Data as a Kandinksy Painting

I just found this package for R, ‘Kandinsky‘. You can read the logic of what it does here.

I’m totally into representing data as art, so I thought I would feed all 900+ annotations my ‘Crafting Digital History’ class is making across the web through it

  • Grab all the annotations using Lincoln’s ‘Hypothesisr‘ package.
  • Turn that into tidy data:
word_counts <- documents %>%
  group_by(user) %>%
  unnest_tokens(word, text) %>% 
  count(user, word, sort = TRUE) %>%
  ungroup()
  • feed word_counts into kandinsky

et volia:

 

Now, let’s visualize the stopwords. I also add some custom stopwords to that list (things like ‘digital’, ‘historian’ etc, given nature of the course). Ecco:

There is something extraordinarily satisfying about those two images. The first captures the entire universe of possible responses that my students are making. In the second, that purple circle seems to my mind to correspond with the normal stopwords and the squiggles my additions. Let us now subtract the second from the first:

Interesting, this visualization of what remains after the stopwords are applied…

I can also do some other fun things with my annotations, such as term frequency – inverse distribution frequency to find out what words tend to characterize which students’ annotations.
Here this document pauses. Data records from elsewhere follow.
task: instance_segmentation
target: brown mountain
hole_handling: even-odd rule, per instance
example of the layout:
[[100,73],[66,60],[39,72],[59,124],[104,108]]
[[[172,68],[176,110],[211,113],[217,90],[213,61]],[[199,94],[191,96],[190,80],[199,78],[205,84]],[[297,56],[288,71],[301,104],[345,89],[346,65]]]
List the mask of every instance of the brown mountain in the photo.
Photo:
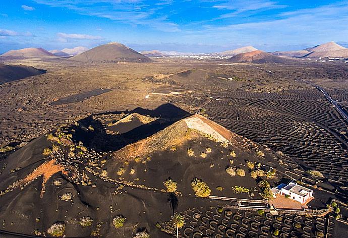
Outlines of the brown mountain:
[[236,55],[241,53],[248,53],[248,52],[254,51],[258,49],[251,45],[248,46],[242,47],[237,49],[233,49],[231,50],[226,50],[225,51],[220,52],[217,53],[219,55]]
[[151,60],[135,50],[117,42],[99,45],[74,56],[72,61],[80,62],[149,62]]
[[43,73],[31,66],[0,64],[0,84]]
[[2,55],[2,56],[9,58],[44,58],[55,57],[55,55],[42,48],[26,48],[10,50]]
[[262,50],[238,54],[230,58],[228,61],[237,63],[254,64],[285,64],[292,62],[291,60],[273,55]]

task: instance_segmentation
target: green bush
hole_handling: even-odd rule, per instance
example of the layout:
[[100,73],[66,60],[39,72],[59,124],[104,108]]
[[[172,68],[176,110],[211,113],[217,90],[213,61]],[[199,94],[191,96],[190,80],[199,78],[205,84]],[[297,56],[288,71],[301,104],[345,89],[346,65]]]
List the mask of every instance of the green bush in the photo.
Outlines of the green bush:
[[278,236],[278,235],[279,234],[279,230],[274,230],[273,232],[273,234],[274,234],[276,236]]
[[168,193],[174,193],[177,191],[177,182],[171,178],[168,178],[163,184],[167,188],[167,192]]
[[259,209],[257,210],[257,214],[258,214],[260,216],[262,216],[262,215],[265,214],[265,211],[262,209]]
[[61,221],[55,222],[47,230],[47,232],[52,236],[63,236],[65,231],[65,224]]
[[90,216],[84,216],[80,219],[80,224],[83,226],[90,226],[93,223],[93,219]]
[[211,190],[208,185],[202,180],[195,178],[191,182],[192,189],[197,197],[207,198],[210,195]]
[[112,219],[112,224],[116,229],[119,229],[123,226],[126,221],[126,218],[122,215],[116,216]]

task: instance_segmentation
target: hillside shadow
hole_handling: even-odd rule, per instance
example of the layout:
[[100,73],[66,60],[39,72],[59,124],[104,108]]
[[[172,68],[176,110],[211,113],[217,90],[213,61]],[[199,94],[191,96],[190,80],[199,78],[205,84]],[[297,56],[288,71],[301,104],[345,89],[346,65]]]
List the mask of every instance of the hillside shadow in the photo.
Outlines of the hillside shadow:
[[[113,111],[94,115],[107,116],[107,115],[126,114],[136,112],[143,115],[149,115],[158,119],[147,124],[142,125],[123,134],[115,134],[107,132],[107,127],[98,120],[91,115],[78,122],[78,126],[73,125],[71,129],[74,129],[73,141],[77,143],[83,143],[89,149],[97,152],[107,152],[118,150],[127,145],[148,137],[166,127],[190,115],[187,111],[170,103],[159,106],[154,110],[136,108],[132,110]],[[92,130],[91,129],[93,128]]]

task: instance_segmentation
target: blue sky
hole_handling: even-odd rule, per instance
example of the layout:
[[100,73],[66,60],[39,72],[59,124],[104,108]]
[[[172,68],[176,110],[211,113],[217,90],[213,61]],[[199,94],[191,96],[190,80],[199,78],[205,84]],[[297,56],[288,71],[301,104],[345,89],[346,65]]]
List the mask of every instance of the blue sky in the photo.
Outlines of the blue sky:
[[28,47],[209,52],[348,43],[348,1],[0,0],[0,52]]

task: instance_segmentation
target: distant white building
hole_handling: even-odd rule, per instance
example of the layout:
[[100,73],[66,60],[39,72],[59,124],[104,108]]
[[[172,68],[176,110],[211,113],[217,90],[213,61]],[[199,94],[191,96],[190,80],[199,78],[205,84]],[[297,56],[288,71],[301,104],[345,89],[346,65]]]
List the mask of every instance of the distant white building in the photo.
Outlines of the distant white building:
[[305,203],[313,197],[313,190],[299,185],[293,181],[287,185],[281,184],[272,189],[272,193],[276,195],[283,195],[302,204]]

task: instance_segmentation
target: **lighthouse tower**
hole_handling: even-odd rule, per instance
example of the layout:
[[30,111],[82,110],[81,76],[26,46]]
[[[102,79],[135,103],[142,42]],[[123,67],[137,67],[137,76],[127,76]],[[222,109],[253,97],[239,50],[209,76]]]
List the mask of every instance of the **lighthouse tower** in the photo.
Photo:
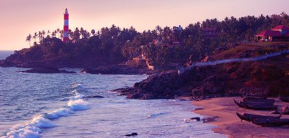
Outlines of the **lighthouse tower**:
[[67,8],[66,9],[66,11],[64,12],[64,26],[63,26],[63,37],[62,41],[64,43],[67,43],[69,39],[69,34],[68,34],[68,10]]

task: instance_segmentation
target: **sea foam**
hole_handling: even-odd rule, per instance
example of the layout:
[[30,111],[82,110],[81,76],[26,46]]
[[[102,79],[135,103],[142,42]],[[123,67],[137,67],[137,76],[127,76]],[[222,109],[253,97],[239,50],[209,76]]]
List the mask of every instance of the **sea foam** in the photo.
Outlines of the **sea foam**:
[[[81,84],[75,83],[70,88],[85,89]],[[90,108],[89,104],[82,98],[83,95],[79,93],[77,90],[72,91],[74,95],[70,97],[68,103],[68,106],[61,108],[56,110],[38,115],[34,116],[32,119],[24,124],[17,125],[10,129],[2,137],[40,137],[41,133],[43,132],[41,128],[48,128],[55,127],[51,119],[59,118],[61,117],[67,117],[70,114],[73,114],[74,110],[83,110]]]
[[83,110],[90,108],[88,103],[81,99],[70,100],[68,106],[72,110]]
[[40,137],[40,133],[43,132],[41,128],[54,126],[55,125],[44,115],[37,115],[30,123],[10,128],[5,137]]

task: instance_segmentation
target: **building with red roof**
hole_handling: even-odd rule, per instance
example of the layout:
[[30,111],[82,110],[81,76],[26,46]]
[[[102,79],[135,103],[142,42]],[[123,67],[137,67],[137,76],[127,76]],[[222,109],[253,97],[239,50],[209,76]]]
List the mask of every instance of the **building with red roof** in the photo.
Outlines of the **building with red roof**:
[[214,37],[218,35],[216,28],[204,28],[203,29],[203,34],[207,37]]
[[279,25],[255,36],[258,41],[289,41],[289,28]]

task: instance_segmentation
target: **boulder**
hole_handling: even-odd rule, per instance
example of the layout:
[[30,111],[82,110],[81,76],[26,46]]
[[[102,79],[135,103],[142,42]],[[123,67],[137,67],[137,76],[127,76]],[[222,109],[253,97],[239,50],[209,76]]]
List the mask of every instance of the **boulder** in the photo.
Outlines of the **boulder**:
[[66,70],[59,70],[58,68],[32,68],[30,70],[21,71],[21,72],[27,72],[27,73],[77,73],[73,71],[67,71]]

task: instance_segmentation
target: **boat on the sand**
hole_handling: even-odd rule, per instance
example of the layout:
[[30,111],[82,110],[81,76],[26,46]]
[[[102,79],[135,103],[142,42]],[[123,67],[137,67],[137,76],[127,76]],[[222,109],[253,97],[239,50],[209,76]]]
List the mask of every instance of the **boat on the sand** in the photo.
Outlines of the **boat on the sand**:
[[282,126],[289,125],[289,119],[254,118],[252,123],[261,126]]
[[265,115],[257,115],[253,114],[247,114],[244,113],[243,115],[236,112],[237,116],[241,119],[241,121],[246,120],[248,121],[251,121],[255,118],[265,118],[265,119],[279,119],[281,115],[274,117],[274,116],[265,116]]

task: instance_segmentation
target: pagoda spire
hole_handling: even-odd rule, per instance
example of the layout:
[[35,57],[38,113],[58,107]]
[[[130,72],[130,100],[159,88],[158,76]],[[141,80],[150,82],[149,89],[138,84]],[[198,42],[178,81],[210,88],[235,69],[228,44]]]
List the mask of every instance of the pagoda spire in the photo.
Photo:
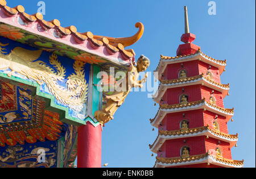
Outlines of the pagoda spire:
[[189,26],[188,24],[188,9],[187,6],[184,6],[184,14],[185,16],[185,34],[189,33]]
[[200,47],[192,43],[196,39],[196,35],[189,32],[188,9],[187,6],[184,7],[184,11],[185,18],[185,33],[182,35],[180,40],[185,44],[181,44],[179,46],[176,52],[177,56],[194,54],[200,48]]

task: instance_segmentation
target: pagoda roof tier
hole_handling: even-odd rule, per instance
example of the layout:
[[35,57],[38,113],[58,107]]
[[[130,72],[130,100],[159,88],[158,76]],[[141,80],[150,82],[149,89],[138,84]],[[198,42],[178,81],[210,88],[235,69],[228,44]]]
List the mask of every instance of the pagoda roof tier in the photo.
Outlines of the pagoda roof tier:
[[233,160],[217,157],[209,154],[209,152],[201,155],[190,156],[188,157],[156,157],[156,161],[154,167],[170,167],[179,165],[186,165],[197,164],[211,164],[218,166],[230,168],[242,168],[243,166],[243,160]]
[[[6,6],[5,0],[0,0],[0,36],[90,64],[100,65],[106,61],[86,60],[85,54],[96,55],[112,63],[127,66],[130,60],[134,60],[135,53],[133,49],[125,49],[125,47],[137,42],[144,32],[143,24],[138,22],[135,27],[139,30],[131,37],[94,35],[89,31],[79,32],[74,26],[61,27],[57,19],[47,21],[39,13],[28,14],[21,5],[10,7]],[[27,39],[28,37],[33,37],[32,40]]]
[[185,86],[188,85],[203,85],[218,91],[222,92],[223,98],[228,94],[229,84],[223,85],[214,81],[203,73],[193,77],[185,78],[177,78],[174,80],[160,80],[160,84],[156,93],[153,95],[154,100],[159,103],[161,98],[166,93],[167,89],[170,88]]
[[164,72],[167,65],[196,60],[201,60],[210,65],[218,68],[220,74],[221,74],[225,70],[225,67],[226,65],[226,60],[216,60],[204,54],[200,51],[198,51],[191,55],[180,55],[176,57],[165,56],[161,55],[159,63],[155,72],[158,72],[158,77],[160,78],[160,74]]
[[189,128],[185,131],[182,131],[180,130],[175,131],[159,130],[156,140],[152,145],[150,144],[149,146],[152,152],[157,153],[157,151],[166,140],[199,136],[207,136],[229,143],[230,148],[232,148],[236,144],[238,139],[237,134],[236,135],[230,135],[221,132],[220,131],[212,130],[209,126],[203,126]]
[[179,113],[185,111],[195,110],[197,109],[204,109],[212,113],[226,116],[228,122],[234,114],[234,109],[224,109],[211,104],[205,101],[204,98],[201,100],[190,102],[184,104],[159,105],[159,109],[152,119],[150,120],[151,125],[158,127],[158,125],[162,122],[165,115],[168,113]]

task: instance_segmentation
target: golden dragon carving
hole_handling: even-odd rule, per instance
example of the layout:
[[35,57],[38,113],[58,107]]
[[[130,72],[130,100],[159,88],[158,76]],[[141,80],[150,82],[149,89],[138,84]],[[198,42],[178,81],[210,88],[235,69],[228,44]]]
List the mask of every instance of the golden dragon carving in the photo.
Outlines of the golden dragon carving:
[[85,78],[84,66],[86,63],[75,60],[73,68],[75,73],[70,74],[66,82],[67,89],[58,84],[65,79],[66,70],[54,53],[49,56],[49,63],[54,67],[48,66],[41,60],[42,50],[30,51],[17,47],[9,54],[2,47],[9,45],[0,42],[0,70],[10,69],[7,74],[11,77],[17,72],[28,79],[35,80],[39,85],[46,84],[49,91],[63,104],[80,106],[86,102],[88,85]]

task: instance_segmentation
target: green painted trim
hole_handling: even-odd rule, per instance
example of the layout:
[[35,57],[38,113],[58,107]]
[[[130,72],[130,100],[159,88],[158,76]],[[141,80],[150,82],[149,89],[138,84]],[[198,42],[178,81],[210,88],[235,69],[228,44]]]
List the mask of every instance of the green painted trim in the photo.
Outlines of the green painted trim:
[[[100,72],[101,69],[100,66],[94,65],[93,65],[93,84],[97,84],[100,81],[100,78],[97,78],[97,74]],[[94,115],[95,111],[100,109],[100,105],[102,105],[102,101],[100,101],[101,93],[97,89],[96,85],[93,85],[93,91],[92,91],[92,114]],[[102,94],[101,94],[102,95]]]
[[0,72],[0,77],[7,78],[8,80],[18,81],[19,82],[36,88],[36,95],[48,99],[48,101],[46,100],[47,103],[46,103],[46,109],[59,113],[60,114],[60,120],[61,122],[75,126],[81,126],[86,124],[86,122],[84,120],[81,120],[69,116],[68,109],[55,104],[54,103],[55,97],[53,95],[41,92],[40,91],[40,86],[37,83],[28,81],[26,80],[21,79],[15,76],[9,77],[6,74],[2,72]]
[[58,148],[59,149],[59,156],[60,157],[60,159],[58,159],[58,160],[60,161],[59,166],[58,166],[59,168],[63,168],[63,159],[64,159],[64,137],[61,137],[60,139],[59,139],[60,141],[60,143],[58,143]]

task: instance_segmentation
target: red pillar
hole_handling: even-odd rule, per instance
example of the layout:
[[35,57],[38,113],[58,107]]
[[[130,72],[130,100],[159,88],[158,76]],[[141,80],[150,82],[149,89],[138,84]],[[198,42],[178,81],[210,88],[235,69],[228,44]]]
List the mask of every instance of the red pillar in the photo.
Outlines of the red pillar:
[[101,125],[93,126],[88,122],[80,126],[77,136],[77,168],[101,167]]

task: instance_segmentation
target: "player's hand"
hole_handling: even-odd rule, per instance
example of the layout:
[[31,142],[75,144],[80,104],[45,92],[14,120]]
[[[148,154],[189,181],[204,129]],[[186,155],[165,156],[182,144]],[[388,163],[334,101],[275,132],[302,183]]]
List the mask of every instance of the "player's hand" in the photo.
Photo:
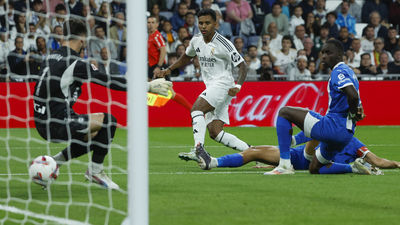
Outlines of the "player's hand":
[[239,93],[240,89],[237,87],[229,88],[228,95],[235,97]]
[[149,92],[168,96],[168,90],[172,88],[172,82],[164,78],[155,79],[149,82]]
[[159,71],[159,73],[157,73],[157,74],[154,72],[154,78],[163,78],[169,74],[171,74],[171,69],[167,68],[165,70]]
As a Kandinsky painting:

Let’s paint our feelings – here’s the sentiment of the annotations (‘affin’):

And here’s the same data again, but sorted from most positive to most negative:

Finally, let’s finish off with a topic model and then the top terms from the topic model:

Data is beautiful.

What does it mean? Well, that might take another post or two. Maybe the meaning would emerge if I also sonified, or 3d printed, this data. If we use the full sensorium…